Apple, Google, Intel and five other companies were ordered by a judge to appear in court and face an antitrust lawsuit which claimed that all the companies involved conspired to not poach the others’ employees. After an attempt was made by the companies to dismiss the claims, US District Judge Lucy Koh in San Jose, California rejected their collective bid and insists that they are to face the lawsuit brought under the federal Sherman anti-trust law and California’s own anti-trust law, the Cartwright Act.
On Wednesday night, Judge Koh said that the fact the “do not cold call” agreements among the 8 companies existed supports the possibility that agreements were “negotiated, reached and policed at the highest levels” of the companies involved. In addition to that, all six agreements were not only identical but also reached under a shroud of secrecy between the seven companies through a span of 2 years and these points more toward collusion rather than coincidence. The other defendants also based in California include Adobe Systems, Intuit, Walt Disney, Pixar and Lucasfilm.
After the dismissal claims were rejected by Judge Koh, the defendant’s lawyers were unreachable immediately for comment. The proposed class-action lawsuit was highlighted and brought forward by five software engineers who claim that the companies conspiring to not allow employee poaching among themselves is allowing them to further implement limited pay and job mobility by eliminating competition for labor and consequentially costing all the employees involved hundreds of millions of dollars.
In a similar case to this in 2010, the Department of Justice also raised the issue of the same companies implementing a plan amongst each other to not poach the others’ employees but without admitting wrongdoing, all eight firms involved agreed not to take steps to restrict competition for workers, including setting limits on cold-calling and recruiting. One particularly interesting revelation from the case was a 2007 email trail which involved both the CEOs of Apple and Google at the time, the late Steve Jobs and Eric Schmidt.

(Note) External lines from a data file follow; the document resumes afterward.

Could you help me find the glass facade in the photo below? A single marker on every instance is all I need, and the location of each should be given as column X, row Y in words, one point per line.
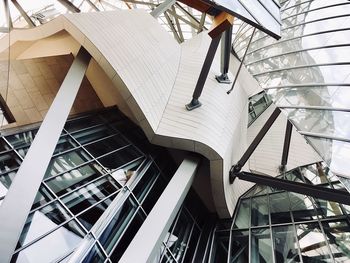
column 307, row 74
column 277, row 226
column 99, row 185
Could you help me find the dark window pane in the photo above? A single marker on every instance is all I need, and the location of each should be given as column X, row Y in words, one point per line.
column 95, row 255
column 127, row 237
column 192, row 244
column 145, row 182
column 82, row 123
column 23, row 139
column 302, row 208
column 260, row 211
column 106, row 145
column 121, row 157
column 42, row 221
column 73, row 179
column 242, row 218
column 240, row 246
column 153, row 194
column 261, row 247
column 178, row 239
column 280, row 208
column 286, row 246
column 57, row 244
column 66, row 162
column 93, row 134
column 9, row 161
column 42, row 197
column 338, row 236
column 117, row 226
column 312, row 243
column 90, row 194
column 90, row 217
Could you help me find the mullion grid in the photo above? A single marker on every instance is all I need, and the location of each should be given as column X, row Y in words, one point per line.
column 54, row 197
column 293, row 223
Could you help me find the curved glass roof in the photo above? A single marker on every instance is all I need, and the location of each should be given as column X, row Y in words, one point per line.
column 307, row 73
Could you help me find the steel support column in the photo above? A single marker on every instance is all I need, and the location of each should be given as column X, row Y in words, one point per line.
column 226, row 41
column 204, row 74
column 286, row 145
column 334, row 195
column 238, row 166
column 146, row 243
column 24, row 188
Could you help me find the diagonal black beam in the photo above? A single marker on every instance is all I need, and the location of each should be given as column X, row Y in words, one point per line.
column 204, row 74
column 334, row 195
column 238, row 166
column 69, row 5
column 226, row 40
column 241, row 64
column 286, row 145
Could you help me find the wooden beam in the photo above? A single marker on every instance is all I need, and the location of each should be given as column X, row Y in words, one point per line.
column 220, row 24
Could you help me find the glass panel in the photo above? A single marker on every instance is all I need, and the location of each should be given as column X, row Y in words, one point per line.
column 82, row 123
column 243, row 215
column 95, row 255
column 260, row 211
column 90, row 135
column 90, row 194
column 302, row 208
column 42, row 197
column 42, row 221
column 73, row 179
column 118, row 225
column 21, row 140
column 240, row 246
column 9, row 161
column 261, row 247
column 178, row 239
column 192, row 244
column 328, row 208
column 106, row 145
column 66, row 162
column 338, row 236
column 286, row 246
column 121, row 157
column 127, row 237
column 145, row 183
column 153, row 194
column 90, row 217
column 312, row 243
column 280, row 208
column 57, row 244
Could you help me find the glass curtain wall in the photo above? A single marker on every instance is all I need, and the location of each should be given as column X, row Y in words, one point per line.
column 277, row 226
column 307, row 73
column 100, row 159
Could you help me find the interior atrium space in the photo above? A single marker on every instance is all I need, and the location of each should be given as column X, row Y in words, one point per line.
column 174, row 131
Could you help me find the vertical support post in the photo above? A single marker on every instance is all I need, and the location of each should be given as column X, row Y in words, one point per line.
column 286, row 145
column 241, row 64
column 21, row 195
column 147, row 242
column 204, row 74
column 226, row 40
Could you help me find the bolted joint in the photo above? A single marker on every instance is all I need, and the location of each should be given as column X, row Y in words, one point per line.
column 235, row 169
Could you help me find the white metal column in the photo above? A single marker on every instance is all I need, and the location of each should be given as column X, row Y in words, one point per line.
column 21, row 195
column 147, row 241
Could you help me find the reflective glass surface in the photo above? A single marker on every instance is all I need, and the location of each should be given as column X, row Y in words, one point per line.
column 309, row 66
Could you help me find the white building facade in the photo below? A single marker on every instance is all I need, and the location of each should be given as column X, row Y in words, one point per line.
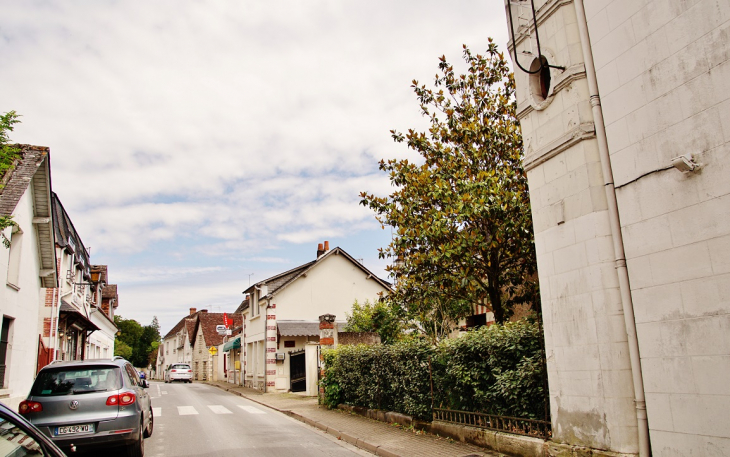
column 27, row 267
column 282, row 318
column 626, row 151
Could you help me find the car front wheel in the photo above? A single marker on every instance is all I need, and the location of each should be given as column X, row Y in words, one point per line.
column 150, row 425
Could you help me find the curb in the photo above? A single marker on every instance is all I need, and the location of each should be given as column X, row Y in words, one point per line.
column 357, row 442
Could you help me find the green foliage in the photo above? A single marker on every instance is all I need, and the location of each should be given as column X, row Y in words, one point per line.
column 498, row 369
column 122, row 349
column 380, row 377
column 461, row 213
column 8, row 153
column 379, row 317
column 142, row 341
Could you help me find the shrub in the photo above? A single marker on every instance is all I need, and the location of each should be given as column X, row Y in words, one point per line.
column 498, row 370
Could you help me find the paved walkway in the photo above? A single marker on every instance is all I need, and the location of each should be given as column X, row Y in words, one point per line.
column 373, row 436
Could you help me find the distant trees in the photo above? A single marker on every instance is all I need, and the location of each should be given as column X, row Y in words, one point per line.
column 378, row 317
column 137, row 343
column 461, row 212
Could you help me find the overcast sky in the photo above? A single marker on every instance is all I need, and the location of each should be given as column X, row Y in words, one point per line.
column 200, row 145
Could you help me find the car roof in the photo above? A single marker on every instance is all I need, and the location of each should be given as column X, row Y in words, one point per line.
column 115, row 362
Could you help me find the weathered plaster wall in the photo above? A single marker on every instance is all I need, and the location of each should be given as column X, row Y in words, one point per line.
column 23, row 305
column 591, row 393
column 663, row 69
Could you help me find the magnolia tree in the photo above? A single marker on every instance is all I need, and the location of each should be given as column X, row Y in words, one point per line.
column 461, row 212
column 9, row 153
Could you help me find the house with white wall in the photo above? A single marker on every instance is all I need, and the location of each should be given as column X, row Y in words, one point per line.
column 176, row 345
column 67, row 322
column 208, row 366
column 625, row 116
column 282, row 316
column 27, row 267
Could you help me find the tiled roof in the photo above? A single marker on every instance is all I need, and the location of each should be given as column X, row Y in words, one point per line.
column 33, row 166
column 109, row 291
column 102, row 270
column 177, row 327
column 244, row 305
column 207, row 322
column 67, row 236
column 282, row 280
column 18, row 179
column 301, row 328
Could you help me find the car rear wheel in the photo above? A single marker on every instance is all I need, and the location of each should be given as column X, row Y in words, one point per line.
column 150, row 425
column 136, row 449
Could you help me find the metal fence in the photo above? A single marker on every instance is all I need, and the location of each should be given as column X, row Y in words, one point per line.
column 527, row 427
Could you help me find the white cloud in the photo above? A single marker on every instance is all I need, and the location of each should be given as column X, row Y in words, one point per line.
column 232, row 129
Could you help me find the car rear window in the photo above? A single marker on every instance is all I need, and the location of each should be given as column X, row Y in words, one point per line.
column 64, row 381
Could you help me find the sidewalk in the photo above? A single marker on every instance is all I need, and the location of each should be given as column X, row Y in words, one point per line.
column 373, row 436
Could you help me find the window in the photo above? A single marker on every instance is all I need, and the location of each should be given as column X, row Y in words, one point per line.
column 16, row 245
column 4, row 342
column 15, row 439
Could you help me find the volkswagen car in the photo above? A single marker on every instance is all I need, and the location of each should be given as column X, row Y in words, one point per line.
column 18, row 437
column 88, row 404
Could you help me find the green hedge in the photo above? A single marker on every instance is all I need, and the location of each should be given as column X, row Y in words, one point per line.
column 498, row 369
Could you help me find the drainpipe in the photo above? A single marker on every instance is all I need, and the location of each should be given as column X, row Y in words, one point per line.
column 618, row 244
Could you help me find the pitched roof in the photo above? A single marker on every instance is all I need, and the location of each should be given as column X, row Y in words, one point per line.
column 244, row 305
column 67, row 237
column 207, row 322
column 18, row 179
column 109, row 291
column 33, row 165
column 279, row 282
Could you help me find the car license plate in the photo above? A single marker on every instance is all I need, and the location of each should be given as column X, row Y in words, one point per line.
column 74, row 429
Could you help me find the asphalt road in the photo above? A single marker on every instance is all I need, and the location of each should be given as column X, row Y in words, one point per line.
column 201, row 420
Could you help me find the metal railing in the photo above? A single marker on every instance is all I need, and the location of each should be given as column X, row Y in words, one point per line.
column 527, row 427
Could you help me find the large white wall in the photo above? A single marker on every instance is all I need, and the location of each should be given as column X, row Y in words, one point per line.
column 23, row 305
column 664, row 83
column 663, row 70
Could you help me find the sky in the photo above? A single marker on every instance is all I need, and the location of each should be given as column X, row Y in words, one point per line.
column 200, row 146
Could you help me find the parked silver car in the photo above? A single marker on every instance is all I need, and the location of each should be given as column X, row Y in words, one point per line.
column 18, row 437
column 83, row 405
column 179, row 372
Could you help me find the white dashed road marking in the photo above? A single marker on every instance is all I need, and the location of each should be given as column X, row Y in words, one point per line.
column 219, row 409
column 251, row 409
column 186, row 410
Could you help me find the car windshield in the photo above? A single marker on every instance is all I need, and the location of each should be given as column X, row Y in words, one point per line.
column 76, row 380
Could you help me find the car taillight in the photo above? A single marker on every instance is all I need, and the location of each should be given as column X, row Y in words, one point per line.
column 122, row 399
column 27, row 407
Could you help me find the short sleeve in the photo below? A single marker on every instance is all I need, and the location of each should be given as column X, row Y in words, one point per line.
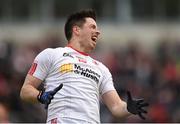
column 42, row 64
column 107, row 82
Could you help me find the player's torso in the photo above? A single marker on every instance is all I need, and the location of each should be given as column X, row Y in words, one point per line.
column 81, row 77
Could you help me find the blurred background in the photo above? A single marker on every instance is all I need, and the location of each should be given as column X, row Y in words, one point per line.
column 139, row 42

It started when Google were apparently putting in some effort to recruit an Apple engineer and Jobs wrote, “I would be very pleased if your recruiting department would stop doing this.” Schmidt then apparently forwarded the email to various people, asking if they could “get this stopped.” This resulted in an email from Google’s staffing director which said that the employee who had recruited the engineer had been fired and as a footnote it said, “Please extend my apologies as appropriate to Steve Jobs.”
The lawyer for the five plaintiff engineers, Joseph Saveri said that their case remains on track for a June 2013 trial and that this (the dismissing of the collective’s attempt to dismiss the claims) is a significant step forward.